Cook Computing

Extract XML Element

July 23, 2002 Written by Charles Cook

I've been puzzling over an XML problem using .NET code. I want to extract an element from an XML document and create a new document with this element as the root element. The other part of the spec is that this must be done as efficiently as possible.
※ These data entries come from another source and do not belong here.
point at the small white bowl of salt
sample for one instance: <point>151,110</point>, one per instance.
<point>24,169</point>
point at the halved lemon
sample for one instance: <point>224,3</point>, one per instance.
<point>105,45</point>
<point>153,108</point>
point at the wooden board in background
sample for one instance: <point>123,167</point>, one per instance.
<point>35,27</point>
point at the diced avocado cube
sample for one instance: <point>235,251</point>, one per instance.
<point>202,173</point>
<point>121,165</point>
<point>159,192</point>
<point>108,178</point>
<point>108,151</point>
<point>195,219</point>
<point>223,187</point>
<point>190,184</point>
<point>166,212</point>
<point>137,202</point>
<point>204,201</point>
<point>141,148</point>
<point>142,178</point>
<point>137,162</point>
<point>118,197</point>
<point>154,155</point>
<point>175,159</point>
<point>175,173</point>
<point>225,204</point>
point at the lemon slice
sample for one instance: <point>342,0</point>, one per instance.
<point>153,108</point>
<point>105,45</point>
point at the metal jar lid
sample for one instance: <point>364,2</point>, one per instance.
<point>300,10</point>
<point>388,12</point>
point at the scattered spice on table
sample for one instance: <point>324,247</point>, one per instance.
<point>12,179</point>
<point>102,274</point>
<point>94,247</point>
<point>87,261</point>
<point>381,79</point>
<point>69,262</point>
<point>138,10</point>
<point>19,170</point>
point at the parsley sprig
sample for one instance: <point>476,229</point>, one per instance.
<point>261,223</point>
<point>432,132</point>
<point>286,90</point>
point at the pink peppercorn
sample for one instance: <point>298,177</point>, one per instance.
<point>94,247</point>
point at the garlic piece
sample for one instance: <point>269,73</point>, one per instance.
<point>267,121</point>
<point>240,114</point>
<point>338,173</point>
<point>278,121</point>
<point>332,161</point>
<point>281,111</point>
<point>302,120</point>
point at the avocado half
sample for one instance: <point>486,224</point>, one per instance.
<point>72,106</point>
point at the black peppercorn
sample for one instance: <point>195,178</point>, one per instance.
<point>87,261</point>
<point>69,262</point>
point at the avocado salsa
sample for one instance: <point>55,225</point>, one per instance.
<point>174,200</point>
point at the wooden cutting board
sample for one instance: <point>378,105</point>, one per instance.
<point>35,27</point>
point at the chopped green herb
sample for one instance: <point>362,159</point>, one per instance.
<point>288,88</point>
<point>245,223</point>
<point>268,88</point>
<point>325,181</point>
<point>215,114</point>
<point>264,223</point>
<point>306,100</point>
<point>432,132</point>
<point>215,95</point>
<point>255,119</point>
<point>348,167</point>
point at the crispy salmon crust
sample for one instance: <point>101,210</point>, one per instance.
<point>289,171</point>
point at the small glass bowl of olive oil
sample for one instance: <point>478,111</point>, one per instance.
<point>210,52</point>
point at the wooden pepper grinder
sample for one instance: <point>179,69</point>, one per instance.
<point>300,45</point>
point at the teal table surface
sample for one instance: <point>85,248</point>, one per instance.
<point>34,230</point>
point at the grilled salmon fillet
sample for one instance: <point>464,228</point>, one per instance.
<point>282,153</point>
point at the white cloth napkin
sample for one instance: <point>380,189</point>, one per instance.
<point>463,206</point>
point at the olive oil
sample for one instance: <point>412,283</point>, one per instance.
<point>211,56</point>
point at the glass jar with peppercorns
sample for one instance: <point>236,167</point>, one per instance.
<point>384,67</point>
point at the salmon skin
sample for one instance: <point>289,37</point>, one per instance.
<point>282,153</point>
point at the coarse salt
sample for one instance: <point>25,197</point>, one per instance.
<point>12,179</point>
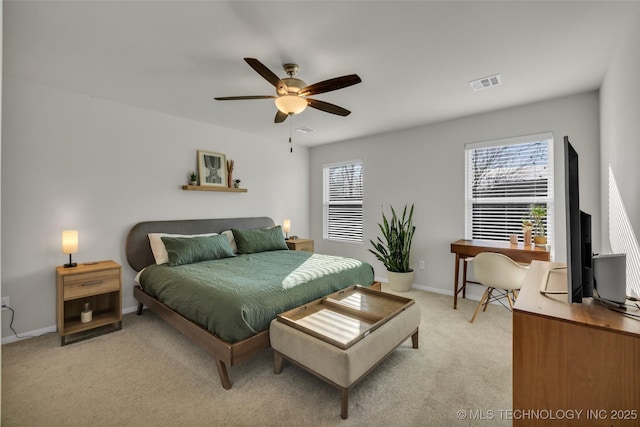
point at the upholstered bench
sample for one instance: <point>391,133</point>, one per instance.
<point>339,367</point>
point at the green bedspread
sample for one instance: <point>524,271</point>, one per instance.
<point>237,297</point>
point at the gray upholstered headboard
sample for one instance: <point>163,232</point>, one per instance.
<point>138,249</point>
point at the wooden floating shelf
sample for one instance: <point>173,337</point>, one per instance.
<point>212,188</point>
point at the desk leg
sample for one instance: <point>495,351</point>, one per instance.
<point>455,282</point>
<point>464,278</point>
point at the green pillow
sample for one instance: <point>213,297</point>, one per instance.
<point>187,250</point>
<point>261,240</point>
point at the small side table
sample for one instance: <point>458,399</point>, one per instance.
<point>100,285</point>
<point>305,245</point>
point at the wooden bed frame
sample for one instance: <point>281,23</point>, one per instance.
<point>139,256</point>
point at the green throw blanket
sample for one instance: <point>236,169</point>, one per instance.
<point>238,297</point>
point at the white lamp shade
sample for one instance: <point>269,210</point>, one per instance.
<point>70,241</point>
<point>291,104</point>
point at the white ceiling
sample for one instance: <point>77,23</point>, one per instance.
<point>415,58</point>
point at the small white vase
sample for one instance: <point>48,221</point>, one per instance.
<point>400,282</point>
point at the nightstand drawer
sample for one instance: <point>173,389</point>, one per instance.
<point>305,246</point>
<point>87,284</point>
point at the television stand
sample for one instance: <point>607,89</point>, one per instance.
<point>573,364</point>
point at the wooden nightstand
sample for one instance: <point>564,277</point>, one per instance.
<point>100,285</point>
<point>305,245</point>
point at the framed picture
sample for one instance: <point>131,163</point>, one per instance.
<point>212,168</point>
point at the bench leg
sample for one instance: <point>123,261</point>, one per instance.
<point>344,404</point>
<point>277,362</point>
<point>414,339</point>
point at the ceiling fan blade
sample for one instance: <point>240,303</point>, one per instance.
<point>280,117</point>
<point>331,84</point>
<point>267,74</point>
<point>236,98</point>
<point>326,107</point>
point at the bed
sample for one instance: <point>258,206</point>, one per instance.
<point>195,296</point>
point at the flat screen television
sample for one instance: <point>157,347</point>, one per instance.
<point>579,247</point>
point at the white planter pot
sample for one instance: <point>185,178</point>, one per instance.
<point>400,282</point>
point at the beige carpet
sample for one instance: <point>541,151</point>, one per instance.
<point>148,374</point>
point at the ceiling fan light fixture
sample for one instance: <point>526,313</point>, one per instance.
<point>291,104</point>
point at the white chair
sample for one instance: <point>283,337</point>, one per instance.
<point>500,274</point>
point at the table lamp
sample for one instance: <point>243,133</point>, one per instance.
<point>286,227</point>
<point>70,245</point>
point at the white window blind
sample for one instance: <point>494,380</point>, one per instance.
<point>343,202</point>
<point>504,178</point>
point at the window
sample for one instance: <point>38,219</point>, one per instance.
<point>343,201</point>
<point>504,178</point>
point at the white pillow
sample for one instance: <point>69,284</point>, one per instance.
<point>157,245</point>
<point>232,240</point>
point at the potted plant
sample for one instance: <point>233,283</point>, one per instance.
<point>393,248</point>
<point>538,215</point>
<point>527,227</point>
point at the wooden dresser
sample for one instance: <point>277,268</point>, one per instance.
<point>573,364</point>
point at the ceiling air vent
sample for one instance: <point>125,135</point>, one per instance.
<point>486,82</point>
<point>305,129</point>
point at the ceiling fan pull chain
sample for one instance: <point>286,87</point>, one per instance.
<point>290,134</point>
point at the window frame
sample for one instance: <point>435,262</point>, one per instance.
<point>549,199</point>
<point>326,202</point>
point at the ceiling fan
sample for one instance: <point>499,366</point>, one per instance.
<point>292,93</point>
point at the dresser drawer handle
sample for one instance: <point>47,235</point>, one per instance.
<point>91,283</point>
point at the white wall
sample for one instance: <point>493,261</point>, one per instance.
<point>620,118</point>
<point>72,161</point>
<point>425,166</point>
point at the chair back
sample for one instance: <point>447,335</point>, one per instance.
<point>498,271</point>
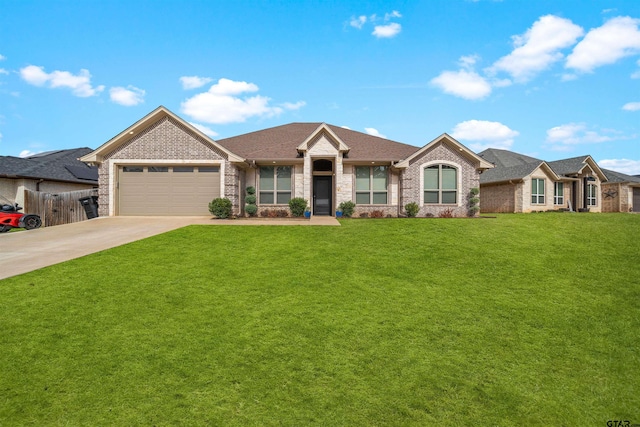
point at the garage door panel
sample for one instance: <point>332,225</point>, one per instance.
<point>186,192</point>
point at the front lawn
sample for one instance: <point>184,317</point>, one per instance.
<point>518,320</point>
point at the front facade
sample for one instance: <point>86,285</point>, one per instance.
<point>520,183</point>
<point>162,165</point>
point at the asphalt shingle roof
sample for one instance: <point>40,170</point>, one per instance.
<point>613,177</point>
<point>509,165</point>
<point>280,142</point>
<point>568,166</point>
<point>60,165</point>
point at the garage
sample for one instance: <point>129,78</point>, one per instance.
<point>179,190</point>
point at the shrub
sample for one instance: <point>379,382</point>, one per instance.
<point>447,213</point>
<point>251,210</point>
<point>347,208</point>
<point>412,209</point>
<point>297,205</point>
<point>220,207</point>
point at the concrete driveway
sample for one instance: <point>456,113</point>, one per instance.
<point>26,251</point>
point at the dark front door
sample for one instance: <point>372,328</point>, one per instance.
<point>322,192</point>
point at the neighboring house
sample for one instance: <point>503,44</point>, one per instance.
<point>162,165</point>
<point>621,192</point>
<point>51,172</point>
<point>520,183</point>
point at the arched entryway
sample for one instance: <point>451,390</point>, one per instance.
<point>322,187</point>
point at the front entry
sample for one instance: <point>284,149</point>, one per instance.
<point>322,195</point>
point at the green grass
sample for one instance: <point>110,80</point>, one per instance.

Take the following trivial example


<?xml version="1.0" encoding="utf-8" ?>
<multistatus xmlns="DAV:">
  <response>
    <href>http://www.foo.bar/container/>
    <propstat>
      <prop xmlns:R="http://www.foo.bar/boxschema/">
        <R:bigbox/>
      </prop>
      <status>HTTP/1.1 200 OK</status>
    </propstat>
  </response>
</multistatus>

I want to be able to extract each element under the prop element(s), e.g. the <R:bigbox/> element, and end up with documents like this:


<?xml version="1.0" encoding="utf-8" ?>
<R:bigbox xmlns:R="http://www.foo.bar/boxschema/"/>

The efficiency requirement led me to try an XmlReader approach: traverse to the first child element of each prop element and use ReadOuterXml to extract the node. Unfortunately this does not handle the namespace properly because ReadOuterXml returns:


<R:bigbox/>

If there was some way of determing the active namespaces at the current reader position (or simply pushing them onto a stack as the document is traversed) there would still be the problem of determining which namespaces are required for the XML elements being extracted. All feasible but a lot more work than I had expected.

So for the time being I ended up using an XmlDocument approach involving copying the node and inserting it into a new instance of XMLDocument. This does handle the namespace problem but is likely to be much slower when large documents are involved.